Threads Between Worlds: The Ancestors and the Path of the Soul

Connections that Shape Our Identity Through Presence

I find a deep resilience and inner compass when I take time to recognize those who came before – family, mentors, and unseen ancestors whose stories still echo quietly in my life. I’m not alone in this. Across cultures and through the ages, the honoring of ancestors is a universal practice, expressed through offerings of food and drink, prayers, care for graves, and storytelling.

Honoring family, mentors, and ancestors is more than an act of remembrance; it is a way of understanding who we are. These relationships shape our identity, ground us in belonging, and remind us that our lives are part of a much larger story. When we remember those who came before, we acknowledge the gifts they passed on – their courage, their mistakes, their resilience, and their love. Their lives ripple forward through ours, guiding us in ways both subtle and profound.

In Mexico and parts of Central and South America, Día de los Muertos – the Day of the Dead – is one of the most vibrant expressions of this remembrance. Here we are invited to reimagine our relationship with the cycles of life and death, to see them not as opposites but as partners in the same great dance. Families create altars (ofrendas) adorned with marigolds, candles, favorite foods, and photographs, welcoming the spirits of loved ones. It is not a time of sorrow, but of celebration – a joyful homecoming of the heart.

All Saints’ Day, first established in the 7th century, arose from a similar impulse: to honor those who lived lives of faith and compassion, both known and unknown. Over time, it became a day not only to remember the saints, but to reflect on how each of us might embody that same light in our own lives.

When these Christian observances met the deeply rooted Indigenous traditions of the Americas, something beautiful emerged – a fusion of reverence and remembrance. Beneath the forms and symbols, both hold the same truth: that remembrance is not about the past, but about presence; not about loss, but about continuity.

These sacred days remind us that the path of the soul is not linear but cyclical. The living and the dead, the seen and unseen, exist in quiet conversation. Just as the ancients believed their ancestors walked beside them, offering guidance and protection, we too can sense that same nearness – in moments of reflection, in a dream, or in the hush of candlelight.

At the Cuyamungue Institute, we recognize this same impulse in our practice of Ritual Body Postures—a way of entering deeper states of awareness and listening to the ancient wisdom of the ancestors that lives within us. Through posture and rhythmic induction, we reconnect to the continuum of being, to that larger community of the soul that transcends time and space.

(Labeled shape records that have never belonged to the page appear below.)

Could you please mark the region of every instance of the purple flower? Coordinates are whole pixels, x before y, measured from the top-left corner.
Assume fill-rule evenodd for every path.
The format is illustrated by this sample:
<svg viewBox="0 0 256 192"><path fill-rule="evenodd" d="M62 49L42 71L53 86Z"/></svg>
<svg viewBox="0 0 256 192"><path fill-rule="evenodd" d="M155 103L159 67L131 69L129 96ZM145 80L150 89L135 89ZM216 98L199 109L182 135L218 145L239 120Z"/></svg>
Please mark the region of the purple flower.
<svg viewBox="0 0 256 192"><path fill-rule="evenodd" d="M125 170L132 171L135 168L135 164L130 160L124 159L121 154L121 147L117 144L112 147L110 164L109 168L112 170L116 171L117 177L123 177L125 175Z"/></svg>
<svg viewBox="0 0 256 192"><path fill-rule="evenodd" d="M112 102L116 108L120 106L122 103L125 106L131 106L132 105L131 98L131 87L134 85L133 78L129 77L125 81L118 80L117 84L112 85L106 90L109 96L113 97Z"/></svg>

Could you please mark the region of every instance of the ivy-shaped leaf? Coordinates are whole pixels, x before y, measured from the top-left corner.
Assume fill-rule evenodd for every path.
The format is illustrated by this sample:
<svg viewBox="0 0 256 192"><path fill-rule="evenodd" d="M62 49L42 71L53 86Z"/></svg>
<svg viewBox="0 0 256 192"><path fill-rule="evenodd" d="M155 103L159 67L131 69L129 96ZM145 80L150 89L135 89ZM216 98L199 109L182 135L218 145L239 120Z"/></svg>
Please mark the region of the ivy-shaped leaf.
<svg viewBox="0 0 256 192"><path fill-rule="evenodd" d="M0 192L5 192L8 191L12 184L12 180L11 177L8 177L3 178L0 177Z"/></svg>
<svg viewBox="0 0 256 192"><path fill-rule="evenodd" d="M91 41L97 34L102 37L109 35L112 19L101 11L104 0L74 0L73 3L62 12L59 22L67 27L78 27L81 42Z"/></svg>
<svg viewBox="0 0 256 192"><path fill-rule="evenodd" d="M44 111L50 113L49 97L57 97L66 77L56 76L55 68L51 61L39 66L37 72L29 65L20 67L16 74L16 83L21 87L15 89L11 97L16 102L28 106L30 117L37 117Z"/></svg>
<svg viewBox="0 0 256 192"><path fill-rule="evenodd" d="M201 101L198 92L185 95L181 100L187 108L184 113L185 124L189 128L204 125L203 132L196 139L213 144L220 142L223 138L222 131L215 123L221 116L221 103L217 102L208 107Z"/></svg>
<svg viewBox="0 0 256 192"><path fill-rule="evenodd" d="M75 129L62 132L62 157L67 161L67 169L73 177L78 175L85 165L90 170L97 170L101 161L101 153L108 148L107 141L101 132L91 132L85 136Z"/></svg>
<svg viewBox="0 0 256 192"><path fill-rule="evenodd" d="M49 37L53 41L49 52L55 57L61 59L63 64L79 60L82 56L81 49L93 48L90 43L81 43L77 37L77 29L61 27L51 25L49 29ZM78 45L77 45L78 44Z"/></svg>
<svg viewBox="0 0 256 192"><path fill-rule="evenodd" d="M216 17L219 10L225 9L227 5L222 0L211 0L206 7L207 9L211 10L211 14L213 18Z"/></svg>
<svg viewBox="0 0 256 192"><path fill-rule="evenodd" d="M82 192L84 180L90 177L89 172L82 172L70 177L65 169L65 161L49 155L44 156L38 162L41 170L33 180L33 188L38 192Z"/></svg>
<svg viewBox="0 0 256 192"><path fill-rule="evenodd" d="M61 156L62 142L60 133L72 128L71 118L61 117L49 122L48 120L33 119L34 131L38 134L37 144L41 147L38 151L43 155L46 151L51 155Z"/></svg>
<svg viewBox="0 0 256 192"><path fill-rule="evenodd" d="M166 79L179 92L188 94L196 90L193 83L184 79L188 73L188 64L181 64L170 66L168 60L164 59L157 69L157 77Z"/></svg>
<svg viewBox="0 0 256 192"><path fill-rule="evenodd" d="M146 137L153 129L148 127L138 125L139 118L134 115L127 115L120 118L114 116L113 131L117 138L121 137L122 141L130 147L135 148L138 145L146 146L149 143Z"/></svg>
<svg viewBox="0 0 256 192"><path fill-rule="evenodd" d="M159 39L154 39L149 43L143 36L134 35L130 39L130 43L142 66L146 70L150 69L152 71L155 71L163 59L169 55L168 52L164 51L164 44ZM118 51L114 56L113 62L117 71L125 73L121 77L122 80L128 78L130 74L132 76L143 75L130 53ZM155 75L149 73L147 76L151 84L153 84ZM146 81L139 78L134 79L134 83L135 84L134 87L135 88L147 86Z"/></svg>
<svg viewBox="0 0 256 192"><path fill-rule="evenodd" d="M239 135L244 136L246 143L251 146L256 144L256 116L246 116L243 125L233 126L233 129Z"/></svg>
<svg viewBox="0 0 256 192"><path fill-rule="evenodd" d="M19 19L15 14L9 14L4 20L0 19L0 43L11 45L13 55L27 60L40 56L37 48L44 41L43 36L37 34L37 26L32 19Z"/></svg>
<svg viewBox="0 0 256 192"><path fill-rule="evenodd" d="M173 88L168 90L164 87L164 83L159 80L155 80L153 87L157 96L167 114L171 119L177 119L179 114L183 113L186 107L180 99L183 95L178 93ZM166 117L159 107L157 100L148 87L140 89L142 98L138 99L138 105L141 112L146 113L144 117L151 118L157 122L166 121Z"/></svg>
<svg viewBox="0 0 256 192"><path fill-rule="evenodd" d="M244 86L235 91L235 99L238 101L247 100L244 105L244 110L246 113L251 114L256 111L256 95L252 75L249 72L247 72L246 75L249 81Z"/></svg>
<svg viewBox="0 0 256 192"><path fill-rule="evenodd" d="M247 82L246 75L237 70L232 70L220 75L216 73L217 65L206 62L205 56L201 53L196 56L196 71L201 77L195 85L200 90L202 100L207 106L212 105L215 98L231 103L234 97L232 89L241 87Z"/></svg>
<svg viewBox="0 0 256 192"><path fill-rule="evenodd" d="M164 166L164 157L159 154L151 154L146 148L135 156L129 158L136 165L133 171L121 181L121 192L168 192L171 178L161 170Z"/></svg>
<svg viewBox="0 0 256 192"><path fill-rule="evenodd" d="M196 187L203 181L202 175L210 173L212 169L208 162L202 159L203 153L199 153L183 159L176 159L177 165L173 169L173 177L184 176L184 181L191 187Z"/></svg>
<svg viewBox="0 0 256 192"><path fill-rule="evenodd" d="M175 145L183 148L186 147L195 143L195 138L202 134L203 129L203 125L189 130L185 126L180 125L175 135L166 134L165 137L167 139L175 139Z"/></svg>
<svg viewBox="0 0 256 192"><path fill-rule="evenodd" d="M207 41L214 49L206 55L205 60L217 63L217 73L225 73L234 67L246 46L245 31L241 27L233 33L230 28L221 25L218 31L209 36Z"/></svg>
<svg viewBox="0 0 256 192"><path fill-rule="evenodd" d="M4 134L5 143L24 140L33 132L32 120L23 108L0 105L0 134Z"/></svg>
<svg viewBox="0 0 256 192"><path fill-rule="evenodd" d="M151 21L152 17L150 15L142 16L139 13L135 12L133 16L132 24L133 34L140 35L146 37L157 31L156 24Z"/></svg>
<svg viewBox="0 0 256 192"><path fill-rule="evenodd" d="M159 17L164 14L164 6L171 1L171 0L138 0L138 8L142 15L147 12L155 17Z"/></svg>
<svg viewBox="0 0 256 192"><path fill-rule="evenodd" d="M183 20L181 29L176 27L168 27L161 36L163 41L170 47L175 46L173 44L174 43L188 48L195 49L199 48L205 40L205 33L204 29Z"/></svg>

As we enter this season of remembrance, may we each find a moment to pause, light a candle, and welcome our ancestors home – not as ghosts of the past, but as companions in the great unfolding of consciousness and being.

“Across cultures and through the ages, humanity has found ways to honor the unseen threads that bind us all.”

The name “CUYA” carries with it both history and vision. Rooted in our origins as the Cuyamungue Institute, it now also serves as an acronym — C.U.Y.A. — a guiding symbol that unites our mission:

  • C — Consciousness: The field of shared awareness that arises in Collective Presence, where the “We” awakens beyond the “I” – moving from the “Me to the We.” 

  • U — Unity: Our alignment with the Cycles of Nature and the rhythms of the cosmos, reminding us that we are woven into a greater fabric of reality. This sense of unity reminds us that our awareness is the shared consciousness that connects all living beings. 

  • Y — Your Awakening: The inner journey of Embodiment and Wisdom, where through direct experience the body remembers.  At the CUYA Institute, this awakening is nurtured through Ritual Body Postures and ecstatic trance, where the body itself becomes the doorway to wisdom, presence, and transformation.

  • A — Ancestral Wisdom: Roots. Our connection to Sacred Lineage, honoring those who walked before us and rooting us in belonging and continuity. Our founder, anthropologist Felicitas D. Goodman looked to some of the oldest, most authentic ancestral records we have — the world’s collection of early and indigenous art — and decoded selected artifacts as embodied “ritual instructions.” 

    Together, the Four Pathways of C.U.Y.A. — Consciousness, Unity, Your Awakening, and Ancestral Wisdom — form a single tapestry of practice. They remind us that awakening is not an abstract idea but something we live: through the body in Your Awakening, through nature’s cycles in Unity, through community in shared Consciousness, and through the guidance of Ancestral Wisdom.